Interview with Kevan Lee from Buffer

Interview with Kevan Lee from Buffer

A few weeks back I wrote a blog post about social media in which I interviewed Chris from Spokal and Saul from Ritetag. I asked each of them 5 questions relating to social media, to which they provided their insightful and muost valued replies, which you can read here. I didn’t mention it at the time, but I sent the same questions to Kevan Lee at Buffer.

If you don’t already know, Buffer is a social media scheduling tool which makes content curation a dream. Kevan is the guy behind their popular blog. 

Albeit a little later than the others, Kevan was good enough to get back to me a few days after theoriginal post was published and I can now share with you his replies:                     

1. I recently heard Seth Godin say the reason there’s so much mediocre content on the internet is that no-one wants to take responsibility for an original idea (in case it backfires) so we end up simply repeating what everyone else is doing. What’s your thoughts on this?

Makes a lot of sense! I think it’s definitely easier to stick with topics that are known because a) they’re good for SEO, it’s easier to rank for terms that people are familiar with than ones that they don’t know to search for, b) ideas are easier to come by when they already exist, and c) Godin’s thing! New stuff is scary to write about. I’ve struggled with this personally in terms of impostor syndrome, where I don’t think I’m expert enough to be writing about original ideas, and also with fear of being really wrong and having smarter people tell me all the things I got wrong. Yikes, it’s a bit scary to admit that even! 

2. How important do you think Digital Content Curation is?

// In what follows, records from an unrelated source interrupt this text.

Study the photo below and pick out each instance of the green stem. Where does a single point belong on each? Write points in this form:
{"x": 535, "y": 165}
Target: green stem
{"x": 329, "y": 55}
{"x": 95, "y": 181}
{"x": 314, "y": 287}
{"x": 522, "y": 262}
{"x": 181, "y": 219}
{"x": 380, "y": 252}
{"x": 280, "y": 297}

One thing that curation was super helpful with for us is that it showed us what kind of content was out there and gave us a blueprint for how to be original and stand out. I think this might be one of the biggest benefits of curation – this high-level knowledge of what exists (as opposed to the on-the-ground benefit of learning the things you’re curating about).

3. Can you name someone you believe to be doing outstanding work in the social media space right now?

Super interesting one, I was on a chat with Brian Fanzo last week, and he was running the Blab (my first one!) plus a Periscope plus a Twitter chat, all at the same time. Brian’s got the new media stuff down pat, always on the cutting edge of things like engagement, livestreaming, video, and more. I learn a ton from him.

4. Other than Buffer, what tools do you use?

I’m a huge fan of Pocket – it’s how I do pretty much all my reading online and how I help structure my day to allow for more focused time getting work done. I use a Nuzzel hack to keep up on the articles that my close friends and teammates are sharing. And I’ve got some fun blogs set up in Feedly (the more serious, work stuff I get via newsletters with

5. What’s your top tip for a small business who wants to get more value from social media?

Seems like the most traction to be gained, especially early on with small biz, is to post consistently on social media (and probably at a greater frequency than they’re currently doing). Tools like Buffer make a big difference here as you’re able to plan all this in one big batch, rather than doing it ad-hoc and making time for it throughout the day.

Thanks Kevan, I’m really glad we got to hear your thoughts. I love the modesty of your 1st answer and I agree, it can be really intimidating to write a blog post if you overthink who’s going to read it when you hit publish. Plus, this idea of playing it safe for SEO reasons, that’s really interesting. It’s absolutely true that we’re still hung up on targeting keywords in blog posts even though Google has been telling us for years we don’t have to do it. I wonder if the SEO experience of writing blog posts will change to include more storytelling in the future?

I like your position on question 2, that content curation is useful in finding your own topics and titles. It’s a practice I use myself, if  someone has written about x, and someone else has written about y, but there’s yet to be a post written about x+y=z, then that’s something to write about, right? However, I’d be careful not to meandering into the question 1 zone, which would be to write about something that’s already been covered.

I’m not gonna mention question 3, other than to say I didn’t know about Brian Fanzo until today, now I look forward to learning more about him.

I find it interesting how your answer to question 4 seems to revolve around time management and organisation. Tech obviously has a huge role to play in helping us get things done and it looks like this is how you like to use it. Perhaps, I’ll do a future blog post about the tech and gadgets we use to make our day pass more fluently.

I totally agree with your answer to question 5 and I’d add that the value of posting more frequently is to improve visibility. This ties in neatly with something Saul said in the last post which was that as a small business you want to get mentioned as much as possible; you want as many people as possible to see you.